Rep. Jack Pommer, D-Boulder, said increasing the salaries for board members might attract better candidates to the elected positions.

Well, to be completely accurate, I said if someone is concerned about the quality of the board, it's worth considering that higher pay could attract better candidates.

It's odd how a quote that's not even much out of context can seem so different in print.

During the floor debate reps were saying that higher pay would just lead to more of what they consider to be bad behavior.
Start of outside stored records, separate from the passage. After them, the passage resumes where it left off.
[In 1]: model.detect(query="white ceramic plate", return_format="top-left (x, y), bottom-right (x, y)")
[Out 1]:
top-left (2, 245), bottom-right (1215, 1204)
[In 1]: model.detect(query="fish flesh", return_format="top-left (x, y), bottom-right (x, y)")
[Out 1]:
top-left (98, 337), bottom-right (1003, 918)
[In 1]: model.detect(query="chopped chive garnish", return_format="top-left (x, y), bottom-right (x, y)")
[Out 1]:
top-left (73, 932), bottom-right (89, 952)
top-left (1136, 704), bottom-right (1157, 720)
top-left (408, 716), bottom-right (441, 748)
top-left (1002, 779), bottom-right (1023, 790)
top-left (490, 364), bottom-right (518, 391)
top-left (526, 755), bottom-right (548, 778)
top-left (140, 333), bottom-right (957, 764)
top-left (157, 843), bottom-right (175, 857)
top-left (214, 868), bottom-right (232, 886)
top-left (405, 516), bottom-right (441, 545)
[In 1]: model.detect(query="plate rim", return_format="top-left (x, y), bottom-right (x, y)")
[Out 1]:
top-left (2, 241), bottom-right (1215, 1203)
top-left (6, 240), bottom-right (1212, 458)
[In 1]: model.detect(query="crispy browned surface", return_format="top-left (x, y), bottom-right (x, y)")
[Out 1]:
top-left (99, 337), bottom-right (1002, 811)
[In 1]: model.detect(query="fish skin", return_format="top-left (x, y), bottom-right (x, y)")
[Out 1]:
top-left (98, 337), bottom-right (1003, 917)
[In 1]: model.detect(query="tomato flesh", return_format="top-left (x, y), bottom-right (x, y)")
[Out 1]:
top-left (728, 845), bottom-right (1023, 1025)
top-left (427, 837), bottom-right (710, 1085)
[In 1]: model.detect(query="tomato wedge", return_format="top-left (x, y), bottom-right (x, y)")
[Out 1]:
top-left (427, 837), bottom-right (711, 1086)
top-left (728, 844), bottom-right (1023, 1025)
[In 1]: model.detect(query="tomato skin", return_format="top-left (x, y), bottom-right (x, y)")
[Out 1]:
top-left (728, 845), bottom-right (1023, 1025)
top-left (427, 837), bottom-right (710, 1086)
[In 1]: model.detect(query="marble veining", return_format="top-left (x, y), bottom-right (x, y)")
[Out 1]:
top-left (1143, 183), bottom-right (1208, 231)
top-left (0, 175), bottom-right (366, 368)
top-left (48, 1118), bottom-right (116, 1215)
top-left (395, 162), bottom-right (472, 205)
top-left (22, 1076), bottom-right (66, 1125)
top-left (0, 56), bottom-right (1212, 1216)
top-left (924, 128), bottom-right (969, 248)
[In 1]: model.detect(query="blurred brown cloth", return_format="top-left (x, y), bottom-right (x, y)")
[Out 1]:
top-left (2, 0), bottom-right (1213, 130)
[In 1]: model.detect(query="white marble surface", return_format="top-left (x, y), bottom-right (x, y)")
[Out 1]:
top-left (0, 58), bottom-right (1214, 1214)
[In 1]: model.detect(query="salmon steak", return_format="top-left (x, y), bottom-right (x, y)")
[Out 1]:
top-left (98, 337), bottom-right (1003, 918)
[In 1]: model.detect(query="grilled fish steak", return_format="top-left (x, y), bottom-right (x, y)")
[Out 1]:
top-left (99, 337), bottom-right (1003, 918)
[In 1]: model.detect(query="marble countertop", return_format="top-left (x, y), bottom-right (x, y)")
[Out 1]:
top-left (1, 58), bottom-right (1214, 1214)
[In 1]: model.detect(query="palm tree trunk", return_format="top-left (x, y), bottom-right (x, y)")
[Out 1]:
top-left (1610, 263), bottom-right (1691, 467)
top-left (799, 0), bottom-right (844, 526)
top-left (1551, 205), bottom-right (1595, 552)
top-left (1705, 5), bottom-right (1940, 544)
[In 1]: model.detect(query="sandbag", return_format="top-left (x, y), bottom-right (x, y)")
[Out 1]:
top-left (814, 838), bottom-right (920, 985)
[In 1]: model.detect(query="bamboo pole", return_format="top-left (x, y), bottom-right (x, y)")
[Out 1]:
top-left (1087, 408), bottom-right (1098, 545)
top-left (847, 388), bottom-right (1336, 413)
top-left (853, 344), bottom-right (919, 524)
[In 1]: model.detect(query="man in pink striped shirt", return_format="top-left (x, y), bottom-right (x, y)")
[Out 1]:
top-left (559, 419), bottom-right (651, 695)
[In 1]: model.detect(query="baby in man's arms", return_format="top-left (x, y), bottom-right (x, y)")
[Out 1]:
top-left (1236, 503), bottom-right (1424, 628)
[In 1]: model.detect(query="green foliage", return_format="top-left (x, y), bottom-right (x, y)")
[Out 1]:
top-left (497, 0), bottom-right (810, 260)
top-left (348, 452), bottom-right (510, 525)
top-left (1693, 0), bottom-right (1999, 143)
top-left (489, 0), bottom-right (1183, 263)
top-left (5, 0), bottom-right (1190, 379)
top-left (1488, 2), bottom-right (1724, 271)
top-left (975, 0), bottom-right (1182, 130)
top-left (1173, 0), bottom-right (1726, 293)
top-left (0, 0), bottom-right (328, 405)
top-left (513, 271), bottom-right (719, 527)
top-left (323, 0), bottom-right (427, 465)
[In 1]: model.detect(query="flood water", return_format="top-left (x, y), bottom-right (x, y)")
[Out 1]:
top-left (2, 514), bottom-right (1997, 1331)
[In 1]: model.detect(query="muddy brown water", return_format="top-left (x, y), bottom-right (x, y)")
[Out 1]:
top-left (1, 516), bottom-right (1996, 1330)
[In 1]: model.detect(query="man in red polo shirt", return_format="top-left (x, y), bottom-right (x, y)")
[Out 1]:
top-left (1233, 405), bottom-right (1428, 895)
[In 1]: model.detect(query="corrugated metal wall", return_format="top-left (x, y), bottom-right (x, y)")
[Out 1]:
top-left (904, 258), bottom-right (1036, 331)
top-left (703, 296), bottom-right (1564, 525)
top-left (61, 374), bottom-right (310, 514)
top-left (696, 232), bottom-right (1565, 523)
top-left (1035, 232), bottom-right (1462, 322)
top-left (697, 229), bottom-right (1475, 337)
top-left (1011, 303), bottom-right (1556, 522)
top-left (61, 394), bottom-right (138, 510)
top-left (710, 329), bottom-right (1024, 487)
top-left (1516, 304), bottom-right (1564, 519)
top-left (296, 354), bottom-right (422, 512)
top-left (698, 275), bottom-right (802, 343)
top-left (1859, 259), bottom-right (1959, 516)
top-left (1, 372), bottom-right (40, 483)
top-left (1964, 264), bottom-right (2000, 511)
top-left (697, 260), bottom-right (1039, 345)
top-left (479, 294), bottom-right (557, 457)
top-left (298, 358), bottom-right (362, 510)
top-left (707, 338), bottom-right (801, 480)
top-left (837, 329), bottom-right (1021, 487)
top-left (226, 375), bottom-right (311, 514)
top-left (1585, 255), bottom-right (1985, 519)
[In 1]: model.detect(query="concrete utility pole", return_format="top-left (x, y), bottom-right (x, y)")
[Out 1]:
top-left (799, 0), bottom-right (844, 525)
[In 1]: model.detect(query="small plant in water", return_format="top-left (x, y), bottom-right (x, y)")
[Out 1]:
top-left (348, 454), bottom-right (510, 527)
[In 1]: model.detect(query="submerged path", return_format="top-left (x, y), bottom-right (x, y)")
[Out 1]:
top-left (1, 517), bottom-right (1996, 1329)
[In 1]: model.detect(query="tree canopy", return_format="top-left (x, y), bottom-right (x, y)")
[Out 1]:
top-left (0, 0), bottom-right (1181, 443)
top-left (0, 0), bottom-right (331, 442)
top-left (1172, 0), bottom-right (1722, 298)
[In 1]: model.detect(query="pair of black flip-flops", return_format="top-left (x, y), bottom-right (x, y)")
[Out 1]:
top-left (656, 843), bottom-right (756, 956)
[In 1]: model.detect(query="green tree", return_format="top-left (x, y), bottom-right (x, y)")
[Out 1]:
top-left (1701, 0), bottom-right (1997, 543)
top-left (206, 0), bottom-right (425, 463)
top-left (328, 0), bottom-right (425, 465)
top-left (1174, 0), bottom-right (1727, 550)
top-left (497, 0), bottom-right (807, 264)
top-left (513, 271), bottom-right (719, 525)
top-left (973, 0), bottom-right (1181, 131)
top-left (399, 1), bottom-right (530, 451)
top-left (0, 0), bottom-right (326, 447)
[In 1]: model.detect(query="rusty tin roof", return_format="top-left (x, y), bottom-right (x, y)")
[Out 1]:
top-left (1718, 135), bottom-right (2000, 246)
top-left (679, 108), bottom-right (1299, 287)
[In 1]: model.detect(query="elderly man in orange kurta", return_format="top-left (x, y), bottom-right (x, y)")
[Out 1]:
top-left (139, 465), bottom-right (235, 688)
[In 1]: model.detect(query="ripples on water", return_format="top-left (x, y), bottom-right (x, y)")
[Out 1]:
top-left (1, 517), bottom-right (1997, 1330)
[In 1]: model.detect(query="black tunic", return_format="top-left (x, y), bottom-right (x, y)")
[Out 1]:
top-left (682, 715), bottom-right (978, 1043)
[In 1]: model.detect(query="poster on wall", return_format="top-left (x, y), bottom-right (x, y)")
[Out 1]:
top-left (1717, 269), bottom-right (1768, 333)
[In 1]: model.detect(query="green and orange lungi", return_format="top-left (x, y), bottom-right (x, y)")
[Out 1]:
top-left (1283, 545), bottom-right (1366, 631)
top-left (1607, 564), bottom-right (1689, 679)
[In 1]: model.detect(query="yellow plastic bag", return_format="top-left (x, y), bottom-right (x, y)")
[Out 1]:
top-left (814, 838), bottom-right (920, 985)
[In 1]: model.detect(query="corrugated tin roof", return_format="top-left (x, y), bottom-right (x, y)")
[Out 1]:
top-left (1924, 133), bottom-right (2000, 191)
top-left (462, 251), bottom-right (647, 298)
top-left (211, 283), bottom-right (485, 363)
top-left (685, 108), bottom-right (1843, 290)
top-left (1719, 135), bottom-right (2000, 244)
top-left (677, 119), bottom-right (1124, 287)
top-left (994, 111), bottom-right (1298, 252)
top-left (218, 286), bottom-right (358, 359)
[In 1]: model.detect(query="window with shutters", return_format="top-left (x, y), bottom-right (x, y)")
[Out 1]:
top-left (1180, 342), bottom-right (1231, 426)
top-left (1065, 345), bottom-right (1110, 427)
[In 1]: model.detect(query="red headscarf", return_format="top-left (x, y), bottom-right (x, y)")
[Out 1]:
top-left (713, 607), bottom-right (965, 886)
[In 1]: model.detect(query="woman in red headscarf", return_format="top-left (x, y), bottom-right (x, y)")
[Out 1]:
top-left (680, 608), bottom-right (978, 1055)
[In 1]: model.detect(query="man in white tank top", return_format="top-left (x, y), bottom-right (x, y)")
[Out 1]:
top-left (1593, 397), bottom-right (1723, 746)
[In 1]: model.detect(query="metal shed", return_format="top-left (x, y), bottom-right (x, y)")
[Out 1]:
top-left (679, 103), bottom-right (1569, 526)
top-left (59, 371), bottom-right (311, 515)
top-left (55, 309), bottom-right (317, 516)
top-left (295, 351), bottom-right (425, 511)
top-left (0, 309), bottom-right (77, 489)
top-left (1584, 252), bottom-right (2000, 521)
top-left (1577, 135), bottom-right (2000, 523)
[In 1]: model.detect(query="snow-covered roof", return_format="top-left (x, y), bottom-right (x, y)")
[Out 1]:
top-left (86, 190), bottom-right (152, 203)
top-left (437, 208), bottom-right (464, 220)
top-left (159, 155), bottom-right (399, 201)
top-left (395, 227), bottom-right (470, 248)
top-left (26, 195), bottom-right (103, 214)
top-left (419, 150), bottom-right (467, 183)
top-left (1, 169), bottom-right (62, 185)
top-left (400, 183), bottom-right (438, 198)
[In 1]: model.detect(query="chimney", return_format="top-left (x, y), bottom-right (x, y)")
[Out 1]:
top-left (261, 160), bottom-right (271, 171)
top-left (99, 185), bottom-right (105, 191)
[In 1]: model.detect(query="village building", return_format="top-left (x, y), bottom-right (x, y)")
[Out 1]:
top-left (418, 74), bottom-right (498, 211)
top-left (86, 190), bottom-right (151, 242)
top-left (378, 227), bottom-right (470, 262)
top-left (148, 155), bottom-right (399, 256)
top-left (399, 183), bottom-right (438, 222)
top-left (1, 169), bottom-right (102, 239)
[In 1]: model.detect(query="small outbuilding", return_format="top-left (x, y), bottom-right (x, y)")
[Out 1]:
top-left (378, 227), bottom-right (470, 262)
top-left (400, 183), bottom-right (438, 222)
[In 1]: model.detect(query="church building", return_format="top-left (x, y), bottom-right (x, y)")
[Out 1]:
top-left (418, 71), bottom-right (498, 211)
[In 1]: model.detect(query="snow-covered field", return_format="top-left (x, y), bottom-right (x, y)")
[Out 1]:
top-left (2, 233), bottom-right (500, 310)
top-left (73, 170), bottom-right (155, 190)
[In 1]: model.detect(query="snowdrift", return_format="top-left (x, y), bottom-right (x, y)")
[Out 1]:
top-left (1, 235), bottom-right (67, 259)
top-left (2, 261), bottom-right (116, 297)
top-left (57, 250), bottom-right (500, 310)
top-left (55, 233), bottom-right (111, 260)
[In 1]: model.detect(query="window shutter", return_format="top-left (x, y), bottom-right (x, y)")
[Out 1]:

I just wanted to mention that being on boards, like the RTD, takes a lot of time and effort and low pay could be a factor when people decide whether to run or not. By any measure, 26 years is a long time to go without a raise. And The RTD is a lot bigger and more complicated that it was a quarter-century ago.


Even though the quote is accurate, by itself, it could suggest that I think the board isn't good. Actually, I think it's a pretty good board. I finished the comment by asking my colleagues to look at what low pay had done to the quality of the legislature. (It was a joke).

The House gave preliminary approval to the measure on a voice vote, and it must approve it once more before it can go to Gov. Bill Ritter.